PixyMisa
Persnickety Insect
Not until you:- Try this. It isn't actually my primary reason for believing the 'number' of potential selves to be infinite, but it seems to work, so I'll try it this time.
- If you accepted that the universe, or universes, will never end, would you accept that there is an infinity of potential selves?
- Precisely define self.
- Precisely define potential self in relation to self.
- Show that there is an infinity of such.
- Show that your definition of self maps at least as closely to observed reality as any other definition.
The problem is that there isn't an infinity of potential selves, any more than there is an infinite number of potential poker hands. Self - human identity - is brain function, and brains are finite, so the number of distinct selves is necessarily also finite.
And of course, even if you could demonstrate all the above points (which you can't) this would still get you precisely nowhere, because your argument is statistically invalid and proves nothing no matter what numbers you plug into it.

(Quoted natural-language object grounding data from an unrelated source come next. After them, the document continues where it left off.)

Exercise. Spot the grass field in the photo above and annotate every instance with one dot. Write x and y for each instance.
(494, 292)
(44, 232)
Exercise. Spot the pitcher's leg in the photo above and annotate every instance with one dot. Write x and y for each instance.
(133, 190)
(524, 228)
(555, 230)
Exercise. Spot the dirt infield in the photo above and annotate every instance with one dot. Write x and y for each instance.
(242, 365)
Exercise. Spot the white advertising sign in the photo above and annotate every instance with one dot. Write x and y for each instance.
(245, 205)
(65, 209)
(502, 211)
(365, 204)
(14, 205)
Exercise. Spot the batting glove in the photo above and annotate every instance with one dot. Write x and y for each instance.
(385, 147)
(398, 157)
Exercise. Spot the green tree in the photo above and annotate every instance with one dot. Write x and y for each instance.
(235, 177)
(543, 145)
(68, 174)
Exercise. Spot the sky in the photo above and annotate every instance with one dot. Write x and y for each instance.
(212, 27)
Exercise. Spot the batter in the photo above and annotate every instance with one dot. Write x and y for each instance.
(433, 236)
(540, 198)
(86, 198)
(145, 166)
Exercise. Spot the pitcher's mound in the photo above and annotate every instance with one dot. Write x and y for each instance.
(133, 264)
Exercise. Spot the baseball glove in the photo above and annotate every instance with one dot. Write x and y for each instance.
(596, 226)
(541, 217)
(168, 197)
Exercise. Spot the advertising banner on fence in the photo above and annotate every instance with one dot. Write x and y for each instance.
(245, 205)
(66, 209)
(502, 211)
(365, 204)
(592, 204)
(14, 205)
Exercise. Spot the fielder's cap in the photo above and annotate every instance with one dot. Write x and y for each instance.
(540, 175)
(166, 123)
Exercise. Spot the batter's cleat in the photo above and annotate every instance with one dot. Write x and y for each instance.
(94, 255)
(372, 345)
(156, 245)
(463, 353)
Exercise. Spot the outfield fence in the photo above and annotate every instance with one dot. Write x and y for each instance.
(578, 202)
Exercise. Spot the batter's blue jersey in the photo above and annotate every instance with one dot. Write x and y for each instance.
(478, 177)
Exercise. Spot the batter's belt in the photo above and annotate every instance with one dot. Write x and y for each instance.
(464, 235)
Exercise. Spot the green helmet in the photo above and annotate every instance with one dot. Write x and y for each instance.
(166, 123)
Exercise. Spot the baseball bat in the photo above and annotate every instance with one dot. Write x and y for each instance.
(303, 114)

And even that ignores the problem that people are not immortal, as demonstrated by all the dead ones. You are trying to overturn every scientific experiment and observation ever based solely on your lack of understanding of proper statistical method.
Worse, it contradicts the second law of thermodynamics.
Sir Arthur Stanley Eddington said:The law that entropy always increases holds, I think, the supreme position among the laws of Nature. If someone points out to you that your pet theory of the universe is in disagreement with Maxwell's equations — then so much the worse for Maxwell's equations. If it is found to be contradicted by observation — well, these experimentalists do bungle things sometimes. But if your theory is found to be against the second law of thermodynamics I can give you no hope; there is nothing for it but to collapse in deepest humiliation.